How sure can we be of our model performance#

resample, train and measure

bootstrap: resample and put back
cross validation: resample and partition

from progressbar import progressbar as pbar

def bootstrap_score(estimator, X, y, test_size):
  trscores, tsscores = [], []
  for _ in range(10):
    Xtr, Xts, ytr, yts = train_test_split(X,y, test_size=test_size)
    estimator.fit(Xtr, ytr)
    trscores.append(rel_mrae(estimator, Xtr, ytr))
    tsscores.append(rel_mrae(estimator, Xts, yts))

  return (np.mean(trscores), np.std(trscores)), (np.mean(tsscores), np.std(tsscores))

estimator = LinearRegression()
(trmean, trstd), (tsmean, tsstd) = bootstrap_score(estimator, X, y, test_size=0.3)
print ("train score %.3f (±%.4f)"%(trmean, trstd))
print ("test score  %.3f (±%.4f)"%(tsmean, tsstd))

train score 0.469 (±0.0097)
test score  0.452 (±0.0255)

the sklearn library provides several validation methods

Bootstrapping: data is sampled randomly at every split

from sklearn.model_selection import ShuffleSplit, KFold,cross_val_score

ss = ShuffleSplit(n_splits=3, test_size=0.3)
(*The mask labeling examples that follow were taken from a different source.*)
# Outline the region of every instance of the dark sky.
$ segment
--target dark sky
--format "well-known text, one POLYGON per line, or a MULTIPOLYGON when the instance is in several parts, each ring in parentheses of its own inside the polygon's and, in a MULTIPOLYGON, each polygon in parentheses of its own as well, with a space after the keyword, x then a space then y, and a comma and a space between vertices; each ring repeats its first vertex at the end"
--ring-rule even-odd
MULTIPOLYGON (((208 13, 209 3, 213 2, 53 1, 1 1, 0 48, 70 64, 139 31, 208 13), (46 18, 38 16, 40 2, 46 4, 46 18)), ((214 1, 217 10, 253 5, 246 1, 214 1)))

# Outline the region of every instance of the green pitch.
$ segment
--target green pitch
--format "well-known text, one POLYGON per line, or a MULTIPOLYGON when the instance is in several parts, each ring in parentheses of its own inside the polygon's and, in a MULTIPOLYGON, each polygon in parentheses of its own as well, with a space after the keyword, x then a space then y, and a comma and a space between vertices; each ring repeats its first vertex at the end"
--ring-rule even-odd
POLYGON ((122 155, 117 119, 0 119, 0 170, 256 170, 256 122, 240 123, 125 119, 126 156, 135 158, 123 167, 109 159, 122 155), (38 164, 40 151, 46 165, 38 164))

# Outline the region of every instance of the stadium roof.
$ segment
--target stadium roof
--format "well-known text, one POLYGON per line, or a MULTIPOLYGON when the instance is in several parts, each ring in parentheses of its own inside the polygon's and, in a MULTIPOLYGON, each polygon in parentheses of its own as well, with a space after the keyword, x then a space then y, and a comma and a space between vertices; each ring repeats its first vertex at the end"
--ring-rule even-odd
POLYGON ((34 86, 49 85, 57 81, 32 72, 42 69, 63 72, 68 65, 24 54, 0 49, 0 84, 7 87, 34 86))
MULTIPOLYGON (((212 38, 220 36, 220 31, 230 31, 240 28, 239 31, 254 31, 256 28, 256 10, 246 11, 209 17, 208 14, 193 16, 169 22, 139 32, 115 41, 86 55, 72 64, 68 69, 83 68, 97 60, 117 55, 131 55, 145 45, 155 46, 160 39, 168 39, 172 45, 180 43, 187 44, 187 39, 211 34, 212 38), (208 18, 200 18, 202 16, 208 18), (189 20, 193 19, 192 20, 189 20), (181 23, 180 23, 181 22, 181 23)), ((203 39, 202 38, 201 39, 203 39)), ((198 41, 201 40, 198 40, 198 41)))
for a,b in ss.split(range(10)):
    print (a, b)

[6 5 1 8 4 7 0] [9 3 2]
[4 7 8 3 6 0 1] [2 9 5]
[1 0 7 4 9 5 6] [8 2 3]

z = cross_val_score(lr, X, y, cv = ShuffleSplit(n_splits=10, test_size=0.3), scoring=rel_mrae)
print (z)
print ("test score  %.3f (±%.4f)"%(np.mean(z), np.std(z)))

[0.47475243 0.4532451  0.45386072 0.47604051 0.48315741 0.57676936
 0.45063058 0.48636779 0.47881854 0.46195466]
test score  0.480 (±0.0347)

Cross Validation: data is partitioned

ss = KFold(n_splits=3)

for a,b in ss.split(range(10)):
    print (a, b)

[4 5 6 7 8 9] [0 1 2 3]
[0 1 2 3 7 8 9] [4 5 6]
[0 1 2 3 4 5 6] [7 8 9]

z = cross_val_score(lr, X, y, cv = KFold(n_splits=10), scoring=rel_mrae)
print (z)
print ("test score  %.3f (±%.4f)"%(np.mean(z), np.std(z)))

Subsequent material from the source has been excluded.